Saturday, February 7, 2015

Hey! Listen!

What? It is. And yes, I'm an adult. Shut up.
Hold on to your minish caps nerds, there's-huh? It's a magical talking bird-hat. Just trust me on this. Anyway, somebody's making a live action Legend of Zelda series. For those of you who don't know or care why that's simultaneously fantastic and terrible news, I'd advise you to hold reset while you turn the power off. Get it? No? Then you might not get the rest of this. That's not a judgement, it's just that we're going down a pretty deep nerd hole here and, well, I'd still like you to respect me in the morning. Still there? Ok. Don't say I didn't warn you.

So the story, and I'm still not entirely sure I buy it, but the story is that Netflix will be developing a series based on The Legend of Zelda. 
If the first 8 episodes are a tutorial on how to watch Netflix, I'm out.
Yeah, see what I did there? I just burned you Skyward Sword!
Ok, that one time. Yeah, in 30 years
he utters one line, and that's it.
If you're unfamiliar, Zelda is a video game series about a little elf boy who rescues a perpetually kidnapped princess called Zelda. Usually the games involve solving puzzles, fighting monsters and wishing to hell that Navi would stop talking.

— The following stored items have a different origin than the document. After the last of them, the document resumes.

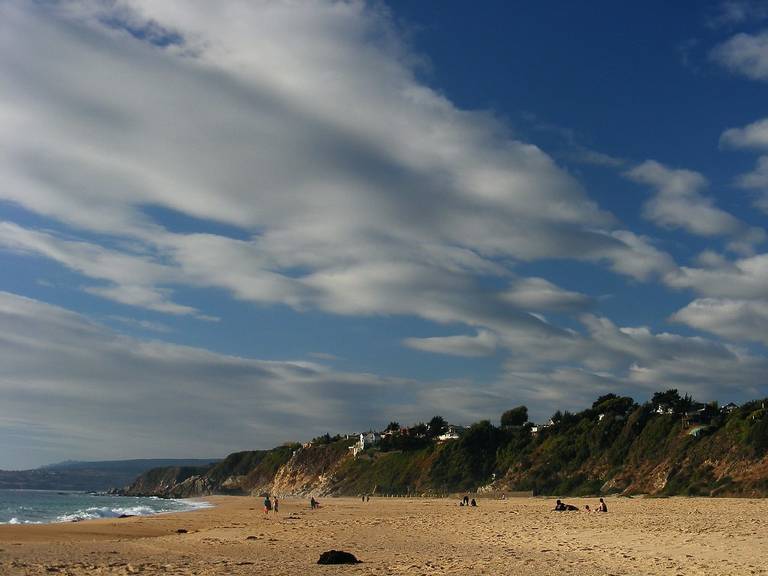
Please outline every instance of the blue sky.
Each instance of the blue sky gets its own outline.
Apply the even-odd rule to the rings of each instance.
[[[2,0],[0,468],[763,396],[767,89],[765,2]]]

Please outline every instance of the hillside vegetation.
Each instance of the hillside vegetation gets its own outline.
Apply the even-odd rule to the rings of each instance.
[[[350,450],[357,437],[326,435],[238,452],[207,469],[154,470],[127,493],[764,496],[766,406],[721,409],[669,390],[642,405],[608,394],[587,410],[558,411],[543,426],[528,422],[523,406],[505,412],[499,426],[485,420],[460,431],[439,416],[410,428],[393,422],[357,454]]]

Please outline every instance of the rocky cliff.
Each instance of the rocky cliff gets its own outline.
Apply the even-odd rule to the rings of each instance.
[[[483,421],[438,442],[420,425],[418,435],[399,432],[356,457],[353,440],[325,438],[238,452],[206,469],[153,470],[126,493],[768,495],[768,402],[730,411],[690,404],[658,413],[608,395],[578,414],[556,413],[545,427]]]

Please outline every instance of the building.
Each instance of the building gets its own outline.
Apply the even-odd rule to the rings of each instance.
[[[358,441],[350,446],[349,449],[352,450],[352,455],[357,457],[360,452],[379,442],[381,442],[381,434],[378,432],[361,432]]]
[[[731,412],[736,410],[738,407],[739,407],[738,404],[735,404],[734,402],[728,402],[728,404],[720,408],[720,412],[722,412],[723,414],[730,414]]]
[[[462,426],[448,426],[446,431],[437,437],[437,441],[445,442],[447,440],[458,440],[463,432],[464,428]]]

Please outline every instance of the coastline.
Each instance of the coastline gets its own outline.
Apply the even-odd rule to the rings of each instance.
[[[121,519],[0,526],[0,573],[337,574],[331,549],[364,563],[355,574],[768,574],[768,500],[607,499],[608,514],[551,512],[542,498],[207,497],[214,507]],[[594,499],[567,499],[580,508]],[[184,530],[186,532],[179,532]]]
[[[182,513],[211,506],[204,498],[136,497],[94,492],[0,490],[0,526],[30,526]]]

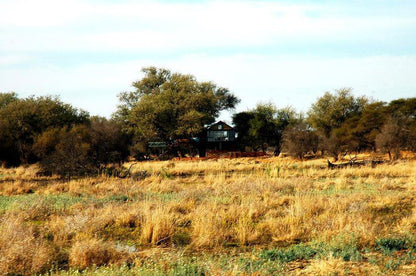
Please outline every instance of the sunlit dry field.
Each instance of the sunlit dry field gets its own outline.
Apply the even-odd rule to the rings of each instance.
[[[0,169],[0,271],[414,275],[416,160],[142,162],[141,180]]]

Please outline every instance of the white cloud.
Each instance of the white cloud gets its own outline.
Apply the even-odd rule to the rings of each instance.
[[[3,51],[171,51],[383,39],[414,17],[340,14],[342,7],[260,1],[4,1]],[[309,16],[315,12],[318,16]],[[392,36],[393,34],[390,34]]]

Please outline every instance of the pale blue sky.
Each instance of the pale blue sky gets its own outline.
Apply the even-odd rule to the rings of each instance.
[[[237,111],[341,87],[416,97],[415,49],[416,1],[0,0],[0,91],[93,115],[150,65],[229,88]]]

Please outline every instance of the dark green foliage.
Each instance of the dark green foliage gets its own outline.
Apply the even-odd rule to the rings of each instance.
[[[399,143],[400,149],[416,151],[416,98],[391,101],[386,110],[399,132],[399,139],[392,139],[392,142]]]
[[[361,116],[347,122],[348,138],[354,140],[357,149],[376,150],[376,136],[381,132],[387,116],[384,102],[365,105]]]
[[[342,238],[342,237],[341,237]],[[361,253],[355,242],[345,242],[334,238],[330,243],[295,244],[287,248],[264,250],[259,254],[261,259],[288,263],[299,260],[310,260],[318,257],[334,256],[344,261],[359,261]]]
[[[250,121],[254,119],[254,114],[251,111],[244,111],[233,115],[233,124],[238,137],[236,142],[241,150],[244,147],[253,147],[254,139],[250,136]]]
[[[410,240],[406,237],[388,237],[376,240],[376,248],[385,253],[409,249],[409,247]]]
[[[44,171],[71,177],[124,161],[127,141],[116,122],[95,117],[89,125],[44,131],[36,138],[33,150]]]
[[[6,107],[9,103],[19,100],[15,92],[0,93],[0,108]]]
[[[260,258],[270,261],[278,261],[281,263],[288,263],[295,260],[309,260],[314,258],[318,253],[318,249],[301,243],[284,249],[277,248],[265,250],[260,253]]]
[[[334,94],[326,92],[308,111],[308,121],[324,138],[322,148],[335,159],[341,152],[358,148],[353,133],[364,107],[365,97],[354,97],[350,88],[342,88]]]
[[[406,138],[400,121],[395,117],[389,117],[376,136],[375,142],[377,148],[387,152],[392,160],[400,157],[400,149],[406,144]]]
[[[251,111],[233,116],[241,149],[249,147],[255,151],[265,151],[268,147],[274,147],[276,155],[280,153],[283,131],[301,121],[302,116],[292,108],[277,109],[273,104],[258,104]]]
[[[96,167],[121,163],[129,155],[130,140],[121,124],[103,117],[92,117],[89,125],[91,158]]]
[[[325,137],[329,137],[333,129],[341,127],[349,118],[360,115],[367,104],[365,97],[356,98],[351,91],[350,88],[342,88],[335,90],[334,94],[326,92],[311,106],[309,121]]]
[[[115,121],[94,117],[56,97],[0,93],[0,161],[40,161],[44,171],[82,175],[128,155],[128,138]]]
[[[37,161],[32,151],[38,135],[50,128],[86,123],[88,114],[54,97],[17,99],[0,94],[0,160],[11,165]]]

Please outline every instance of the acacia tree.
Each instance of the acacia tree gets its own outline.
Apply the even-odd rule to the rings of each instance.
[[[387,152],[389,159],[400,157],[400,148],[405,141],[403,127],[397,118],[389,117],[383,125],[380,134],[376,137],[376,145],[382,151]],[[393,155],[392,155],[393,154]]]
[[[299,123],[283,132],[283,149],[287,153],[303,159],[305,154],[318,151],[318,135],[306,124]]]
[[[334,94],[326,92],[311,106],[308,121],[322,135],[323,148],[335,159],[341,151],[357,148],[356,139],[348,135],[367,103],[367,98],[354,97],[350,88],[342,88]]]
[[[192,75],[155,67],[142,71],[144,77],[133,82],[135,90],[119,95],[114,115],[135,143],[154,140],[171,144],[178,138],[196,136],[220,111],[239,102],[228,89],[198,82]]]

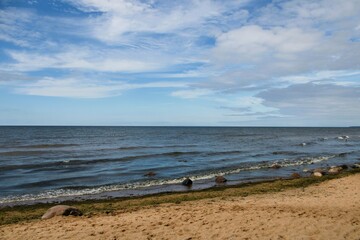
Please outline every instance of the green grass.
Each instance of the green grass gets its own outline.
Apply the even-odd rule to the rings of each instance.
[[[227,198],[279,192],[291,188],[305,188],[330,179],[360,173],[359,169],[353,169],[337,175],[326,175],[321,178],[306,177],[290,180],[276,180],[259,183],[246,183],[236,186],[222,186],[210,189],[183,193],[160,193],[143,197],[118,198],[109,200],[86,200],[81,202],[63,202],[62,204],[78,207],[85,215],[106,215],[119,212],[134,211],[140,208],[156,206],[163,203],[179,204],[186,201],[194,201],[210,198]],[[0,209],[0,225],[19,223],[24,221],[37,221],[46,210],[55,204],[36,204],[30,206],[3,207]]]

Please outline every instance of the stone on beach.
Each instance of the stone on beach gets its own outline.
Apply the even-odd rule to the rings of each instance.
[[[226,178],[224,178],[223,176],[216,176],[215,177],[215,182],[216,183],[225,183],[227,181]]]
[[[329,174],[337,174],[337,173],[341,172],[341,170],[343,170],[342,167],[333,166],[329,169],[328,173]]]
[[[323,168],[316,168],[314,170],[312,170],[313,173],[315,172],[319,172],[319,173],[322,173],[323,175],[326,173],[326,169],[323,169]]]
[[[181,184],[187,187],[190,187],[192,185],[192,181],[190,178],[186,178]]]
[[[49,208],[46,213],[41,217],[41,219],[49,219],[55,216],[81,216],[82,212],[71,206],[67,205],[56,205],[54,207]]]
[[[315,177],[322,177],[323,174],[321,172],[313,172],[313,176]]]

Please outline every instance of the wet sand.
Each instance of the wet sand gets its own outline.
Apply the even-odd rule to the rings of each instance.
[[[360,239],[360,174],[247,197],[0,226],[0,239]]]

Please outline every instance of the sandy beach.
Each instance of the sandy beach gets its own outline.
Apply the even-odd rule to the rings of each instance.
[[[0,227],[1,239],[360,239],[360,174],[247,197]]]

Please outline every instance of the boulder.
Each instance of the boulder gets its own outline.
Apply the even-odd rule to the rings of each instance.
[[[41,219],[49,219],[55,216],[81,216],[82,212],[71,206],[67,205],[56,205],[54,207],[49,208],[46,213],[41,217]]]
[[[216,183],[225,183],[227,181],[226,178],[224,178],[223,176],[216,176],[215,177],[215,182]]]
[[[301,175],[298,173],[293,173],[291,174],[291,178],[295,179],[295,178],[301,178]]]
[[[156,176],[156,172],[148,172],[146,174],[144,174],[145,177],[154,177]]]
[[[187,187],[190,187],[192,185],[192,181],[190,178],[186,178],[181,184]]]

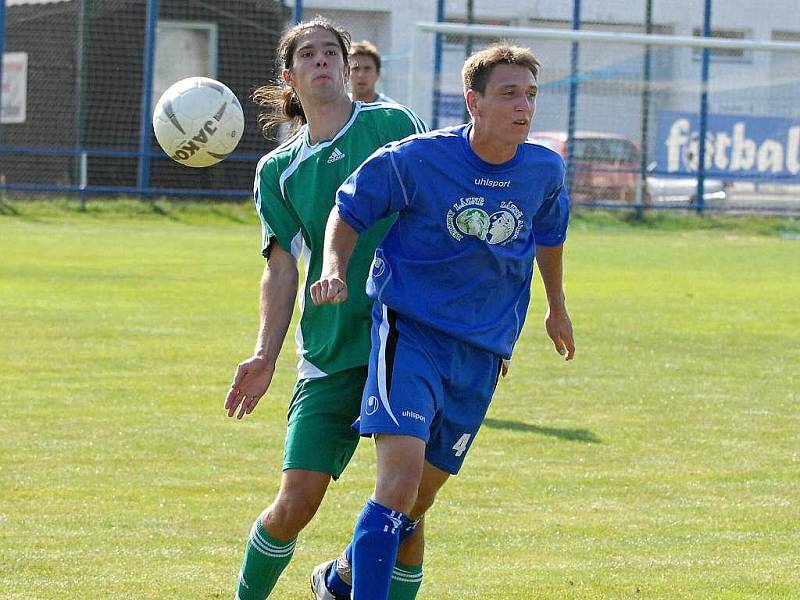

Speaking of talking, one of the things that makes this news a little weird is that Link doesn't talk. The series creator, Shigeru Miyamoto intended Link to be sort of a blank slate for the player, like a point of view character. Sure, he can speak, and other characters in the games can converse with him just fine, but the convention is that we as the player never hear him.

So despite advancements in video game technology that allow for spoken dialogue, outside of a few grunt and shouts, Link is silent. Mostly. There were a couple of shitty CD-i games with poorly animated cut scenes in which Link was voiced, but those don't count.
Besides, I said advancements in video game technology. Burn #2!
Oh, that kind of family audience...
Ok, so live-action Link will probably have lines. Fine. Fans will probably get over that. What might be harder to get over is Netflix's description of the series as"Game of Thrones for a family audience," which, um. No. Zelda is a light-hearted adventure and Game of Thrones is, kind of...well, depressing and violent. Like for real, after last season's head-crushing episode I don't think I can watch GOT anymore. Or sleep. Ever again.

Hopefully 'just like Game of Thrones' is network executive short-hand for 'it'll also make a shit-load of money, just like Game of Thrones' because dark, gritty reboot and Nintendo go together like ill-advised and commercial failure.
Above: Denis Hopper as King Koopa in the live-action Super Mario Bros. movie,
which is widely recognized as an ill-advised commercial failure. See?